We found that Department and FBI policies in effect in 2007 did not prohibit agents from impersonating journalists or from posing as a member of a news organization, nor was there any requirement that agents seek special approval to engage in such undercover activities.

Here’s the background to the story: In June 2007, Charles Jenkins, a 15-year-old high school student, emailed a series of bomb threats over the course of a week to school administrators that resulted in the closure of Timberline High School. In order to conceal his location, he used a proxy server located in Europe. Local law enforcement sought the FBI’s help. Here’s what the FBI’s field office in Seattle did next, according to the report:

FBI agents developed a plan to surreptitiously insert a computer program into Jenkins’s computer that would identify his true location. An FBI undercover agent posed as an editor for the Associated Press (AP) and contacted Jenkins through e-mail. During subsequent online communications, the undercover agent sent Jenkins links to a fake news article and photographs that had the computer program embedded within them. Jenkins activated the computer program when he clicked on the link to the photographs, thereby revealing Jenkins’s true location to the FBI.

Jenkins was subsequently arrested and expelled from school; he pleaded guilty and was sentenced in July 2007 to 90 days of juvenile detention, two years of supervised release, two years of mental health counseling, and two years of probation with restriction on internet and computer usage.

The FBI did not publicize its role in the investigation, but Wired, in July of that year, reported on the bureau’s actions. Seven years later, the Seattle Times reported on the content of the emails sent by the FBI—content that the Electronic Frontier Foundation obtained through a Freedom of Information Act request to the bureau.

The AP and several news organizations protested to Eric Holder, the then attorney general. In a letter to Holder in 2014, the AP’s general counsel said the bureau “both misappropriated the trusted name of The Associated Press and created a situation where our credibility could have been undermined on a large scale.”

FBI Director James Comey, in a letter to The New York Times, defended the bureau’s actions, calling it “proper and appropriate” under the rules governing such actions at the time.  

Amid the scrutiny, the Justice Department’s Office of the Inspector General began an investigation—the FBI falls within the department’s purview—and released its findings Thursday. The inspector general said there was no explicit policy that prohibited agents from pretending to be journalists.

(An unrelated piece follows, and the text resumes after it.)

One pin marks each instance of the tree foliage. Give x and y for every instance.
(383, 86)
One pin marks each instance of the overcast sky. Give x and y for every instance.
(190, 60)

The AP wasn’t pleased—even if other news organizations mocked the bureau’s attempts at journalism. Here’s its statement:

The Associated Press is deeply disappointed by the inspector general’s findings, which effectively condone the FBI’s impersonation of an AP journalist in 2007. Such action compromises the ability of a free press to gather the news safely and effectively and raises serious constitutional concerns.Once again AP calls on the government to refrain from any activities involving the impersonation of the news media and we demand to be heard in the development of any policies addressing such conduct.